IntelのCPU「Ivy Bridge」の断面画像。3次元構造のトランジスタ素子が確認できる。出典:UBM TechInsights

 筆者は、「Intelがプロセッサ事業から撤退すべきだ」と言っているのではない。同社は、x86プロセッサで揺るぎない立場を築いた。さらに、巻き返しを図るべく、ゲーム向けSoC(System on Chip)で、利益を期待できる着実な事業展開を進めている。同社は、重心を前足から後ろ足に移すように、事業バランスを再調整しているにすぎない。

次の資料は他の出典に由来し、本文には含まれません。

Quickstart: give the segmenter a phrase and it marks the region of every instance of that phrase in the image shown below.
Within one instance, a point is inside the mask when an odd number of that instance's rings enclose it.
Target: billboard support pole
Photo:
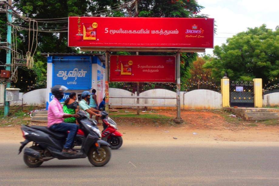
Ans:
[[[176,118],[174,119],[174,121],[177,123],[182,123],[184,122],[180,117],[180,53],[177,52],[176,53]]]
[[[136,96],[140,96],[140,83],[139,82],[136,83]],[[139,98],[137,98],[136,103],[137,104],[140,104]],[[136,107],[136,114],[138,115],[140,115],[140,107]]]
[[[108,113],[109,113],[109,51],[106,52],[106,82],[105,86],[105,99],[106,105],[105,107],[105,110]]]
[[[137,2],[136,2],[136,3]],[[136,10],[136,11],[137,11]],[[136,52],[136,55],[137,56],[138,56],[139,52]],[[136,83],[136,96],[140,96],[140,83],[139,82],[137,82]],[[140,104],[140,99],[138,98],[136,99],[136,103],[137,104]],[[140,115],[140,107],[136,107],[136,114],[137,115]]]

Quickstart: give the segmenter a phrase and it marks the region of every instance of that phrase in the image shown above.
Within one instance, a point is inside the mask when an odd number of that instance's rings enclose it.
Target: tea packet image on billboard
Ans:
[[[132,61],[121,61],[121,75],[132,75],[132,65],[133,62]]]
[[[84,24],[83,40],[96,40],[96,30],[91,24]]]

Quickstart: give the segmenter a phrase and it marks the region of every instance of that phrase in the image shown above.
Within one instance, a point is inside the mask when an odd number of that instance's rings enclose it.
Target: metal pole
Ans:
[[[136,6],[136,16],[135,17],[138,17],[138,15],[139,14],[138,12],[138,1],[136,0],[135,2],[135,6]],[[139,55],[139,52],[136,52],[136,55]],[[136,96],[140,96],[140,83],[137,82],[136,83]],[[140,99],[137,98],[136,99],[136,103],[137,104],[140,103]],[[140,107],[136,107],[136,114],[138,115],[140,115]]]
[[[176,123],[182,123],[184,121],[180,117],[180,53],[177,52],[176,56],[176,118],[174,121]]]
[[[136,96],[140,96],[140,83],[139,82],[136,83]],[[140,103],[139,98],[136,98],[136,103],[137,104]],[[136,114],[138,115],[140,115],[140,107],[136,107]]]
[[[136,0],[135,2],[135,6],[136,6],[136,17],[138,17],[139,14],[139,12],[138,11],[138,0]]]
[[[109,112],[109,52],[106,52],[106,82],[105,89],[105,101],[106,102],[106,106],[105,107],[105,110],[108,113]]]
[[[9,0],[8,2],[9,5],[12,5],[12,0]],[[8,8],[8,11],[7,12],[7,17],[8,19],[8,23],[10,24],[12,24],[12,10],[10,7]],[[11,48],[11,44],[12,43],[12,27],[10,24],[8,24],[7,26],[7,46],[9,49]],[[9,49],[7,49],[6,50],[6,64],[8,65],[6,66],[6,70],[11,71],[11,66],[9,66],[11,64],[11,50]],[[9,82],[7,82],[7,85],[6,87],[7,88],[9,88],[11,87],[11,83]],[[8,101],[6,101],[6,88],[5,89],[5,92],[4,93],[4,96],[5,97],[5,102],[4,104],[4,117],[5,117],[8,115],[9,114],[9,112],[10,111],[10,103]]]

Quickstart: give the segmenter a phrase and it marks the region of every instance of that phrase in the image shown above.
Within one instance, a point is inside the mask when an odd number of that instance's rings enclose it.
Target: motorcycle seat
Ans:
[[[42,131],[47,134],[51,135],[54,138],[59,140],[66,139],[68,135],[67,133],[66,132],[54,131],[51,130],[47,127],[32,125],[31,126],[31,128]]]

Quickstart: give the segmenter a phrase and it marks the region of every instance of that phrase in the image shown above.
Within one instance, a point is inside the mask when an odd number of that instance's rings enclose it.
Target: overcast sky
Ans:
[[[203,6],[201,13],[214,18],[217,35],[214,45],[226,43],[226,38],[248,27],[258,27],[265,24],[268,28],[275,29],[279,25],[279,0],[197,0]],[[228,33],[233,34],[223,34]],[[213,49],[206,50],[212,54]]]

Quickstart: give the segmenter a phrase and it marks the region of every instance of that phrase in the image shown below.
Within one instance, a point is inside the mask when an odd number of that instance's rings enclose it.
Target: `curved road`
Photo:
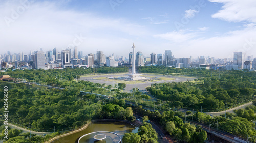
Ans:
[[[24,133],[28,133],[29,132],[29,130],[18,127],[16,125],[8,123],[8,126],[11,127],[11,128],[13,129],[16,129],[18,130],[22,130]],[[35,134],[37,135],[43,135],[44,134],[50,134],[50,132],[35,132],[35,131],[31,131],[31,134]]]

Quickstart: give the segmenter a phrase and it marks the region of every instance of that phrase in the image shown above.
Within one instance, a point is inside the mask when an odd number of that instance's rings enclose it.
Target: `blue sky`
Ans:
[[[127,56],[256,56],[254,0],[2,1],[0,54],[76,46]]]

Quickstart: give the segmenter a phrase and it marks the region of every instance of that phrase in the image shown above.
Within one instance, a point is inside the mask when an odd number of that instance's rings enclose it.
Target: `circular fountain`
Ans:
[[[95,139],[98,140],[100,140],[100,141],[102,141],[102,140],[103,140],[104,139],[105,139],[106,138],[106,136],[104,134],[102,134],[95,135],[93,137],[93,138],[94,138]]]
[[[99,131],[88,133],[82,136],[78,139],[78,143],[90,142],[121,142],[122,138],[117,133],[107,132]]]

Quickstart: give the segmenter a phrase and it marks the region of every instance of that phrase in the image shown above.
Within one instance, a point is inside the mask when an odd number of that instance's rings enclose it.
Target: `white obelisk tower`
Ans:
[[[146,79],[146,78],[142,76],[140,76],[140,75],[142,75],[142,74],[136,74],[136,71],[135,69],[135,52],[134,52],[134,49],[135,46],[134,46],[134,43],[132,46],[133,48],[133,63],[132,65],[132,74],[127,74],[129,76],[129,77],[125,79],[127,79],[129,80],[142,80]]]
[[[132,46],[132,48],[133,48],[133,67],[132,74],[136,74],[136,71],[135,70],[135,52],[134,52],[135,46],[134,46],[134,43],[133,43],[133,45]]]

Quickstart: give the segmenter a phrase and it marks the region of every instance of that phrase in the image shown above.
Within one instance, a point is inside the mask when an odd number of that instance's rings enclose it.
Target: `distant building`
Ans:
[[[157,54],[157,65],[160,66],[163,65],[163,56],[162,54]]]
[[[69,50],[62,50],[61,52],[61,61],[62,65],[68,65],[70,64],[70,51]]]
[[[164,52],[164,66],[166,66],[170,64],[170,61],[172,61],[172,51],[170,50],[165,50]]]
[[[15,60],[15,69],[16,69],[18,67],[18,61]]]
[[[74,58],[78,59],[78,53],[77,52],[77,47],[74,47]]]
[[[129,53],[129,56],[128,58],[128,59],[129,60],[128,62],[128,64],[133,64],[133,52],[130,52]]]
[[[226,65],[226,69],[227,70],[238,70],[238,65]]]
[[[27,55],[24,55],[24,62],[28,62],[28,57]]]
[[[152,65],[156,64],[156,54],[154,53],[150,55],[150,63]]]
[[[57,60],[58,59],[58,49],[56,48],[54,48],[53,50],[53,54],[55,56],[55,60]]]
[[[107,67],[114,67],[114,59],[111,56],[106,58],[106,66]]]
[[[105,63],[106,62],[106,57],[102,51],[97,51],[97,58],[99,65],[101,63]]]
[[[142,52],[139,51],[136,53],[136,66],[144,66],[144,57]]]
[[[189,68],[190,66],[190,59],[188,58],[180,58],[180,63],[183,63],[184,68]]]
[[[247,69],[250,70],[252,68],[252,62],[251,61],[246,61],[244,62],[245,65],[245,69]]]
[[[204,58],[199,58],[199,63],[201,65],[206,64],[206,59]]]
[[[234,52],[233,64],[238,66],[238,70],[244,69],[244,57],[242,52]]]
[[[88,65],[88,67],[92,68],[93,66],[93,56],[89,55],[86,56],[85,59],[85,65]]]
[[[82,51],[80,51],[78,52],[78,59],[81,59],[83,58],[83,55],[82,54]]]
[[[253,59],[253,61],[252,61],[252,68],[256,69],[256,58]]]
[[[88,54],[88,56],[91,56],[92,57],[93,59],[92,59],[92,66],[94,65],[94,60],[95,60],[95,58],[94,58],[94,54],[92,54],[92,53],[90,53],[90,54]]]
[[[35,54],[35,68],[45,69],[46,67],[46,56],[42,51],[37,51]]]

 このように考えているのは筆者だけではない。マイクロプロセッサや半導体技術、組み込みシステムに特化した技術コンサルティング会社であるSilicon Insiderの創立者であり、主席アナリストも務めるJim Turley氏は、「PC市場の減速とともに、Intelのx86プロセッサは非常に緩やかにではあるが失速しつつある。Intelは転換期を迎えている」と語っている。「Intelは、同社に福音をもたらすような製品が必要だ。つまり、同社は、PC市場の回復を望むのではなく、次世代製品に対応できる技術力を持っていることをアピールできるような製品を開発すべきなのである」(Turley氏)。

 Intelは、既に戦略の転換を始めているのかもしれない。同社はここ数年間、主にFPGAを手掛けるいくつかの小規模企業にもチップの製造サービス(ファウンドリサービス)を提供している(参考記事その1参考記事その2)。

 Turley氏は、「Intelにとって、こうした事業は補助輪のような役割を担っている。数年間の“ならし運転”を行ってから、より大口の顧客へファウンドリサービスを提供し始めたいと考えているのだろう」との見解を示した。